= Dual-motor, four-wheel-drive layout =

Car layout in automotive design

Typical dual motor layout

In automotive design, dual-motor, four-wheel-drive layout is mainly used by battery electric vehicles by having two electric motors that each drives the front and rear axle, creating a four-wheel drive layout. This is made possible by the smaller size of electric motors compared to internal combustion engines (ICEs), which in addition are also accompanied by a bulky engine cooling system, allowing it to be fit more versatilely into multiple locations.

The use of separate motors for the front and rear drive wheels eliminates the need of a drive shaft that is ubiquitous in four-wheel drive ICE vehicles. This frees up space for bigger battery modules, which are commonly mounted on the chassis floor between the axles.

The dual-motor layout is beneficial in re-distributing torque and power to maximize effective propulsion in response to road grip conditions and weight transfer in the vehicle.

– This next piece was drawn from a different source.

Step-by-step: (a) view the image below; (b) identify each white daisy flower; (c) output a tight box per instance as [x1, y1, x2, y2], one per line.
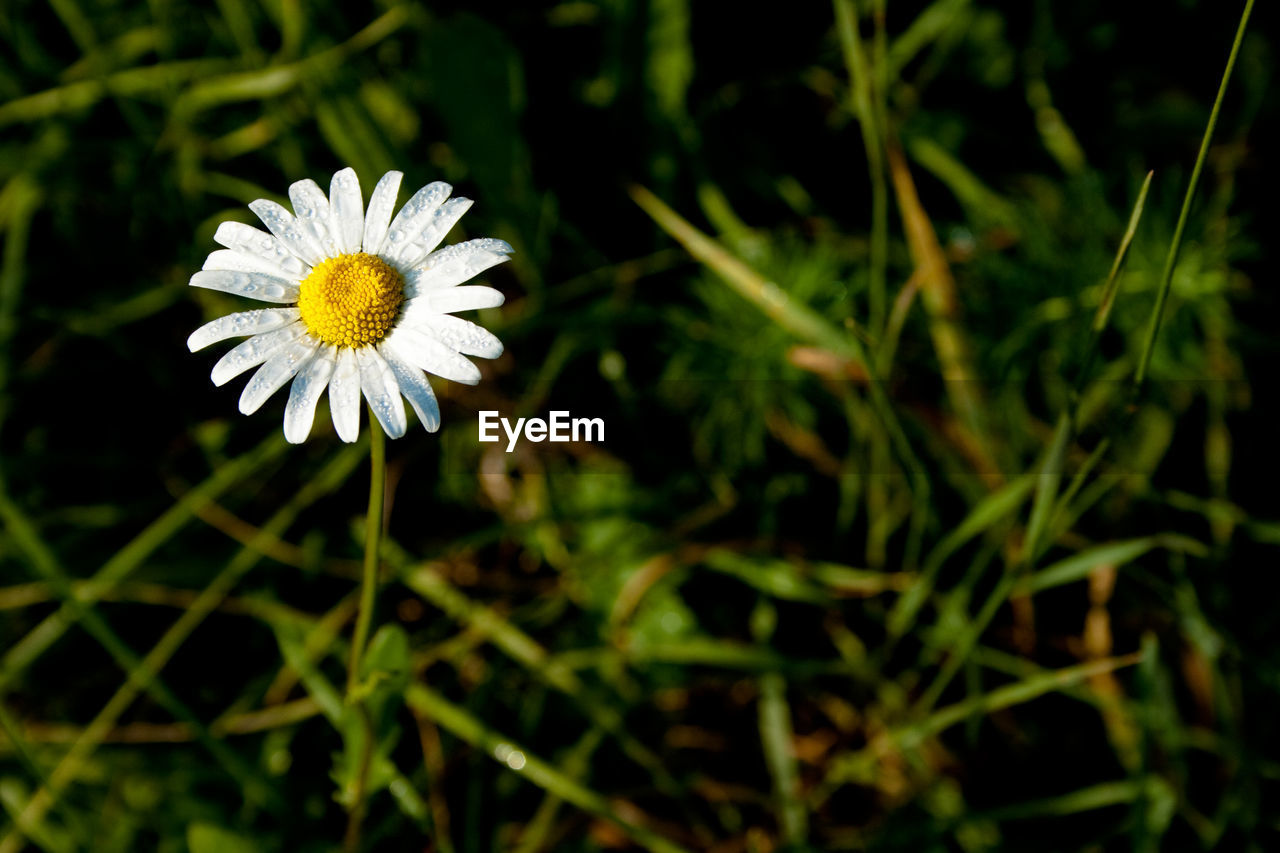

For example, during hard acceleration, the front motor must reduce torque and power in order to prevent the front wheels from overspinning as weight transfers to the rear of the vehicle. The excess power is transferred to the rear motor where it can be used immediately. The opposite applies when braking, when the front motor can accept more regenerative braking torque and power.

However dual-motor vehicles usually have less range for the same battery size than single-motor designs. In addition, electric vehicles may be equipped with more than two electric motors to achieve greater power output and superior handling.

The first mass-produced triple-motor layout was introduced on the Audi e-tron in 2020, which consists of one motor at the front and two motors at the rear.

A rare example of a non-electric vehicle utilizing this layout is the Citroën 2CV Sahara, which has two flat-twin petrol engines.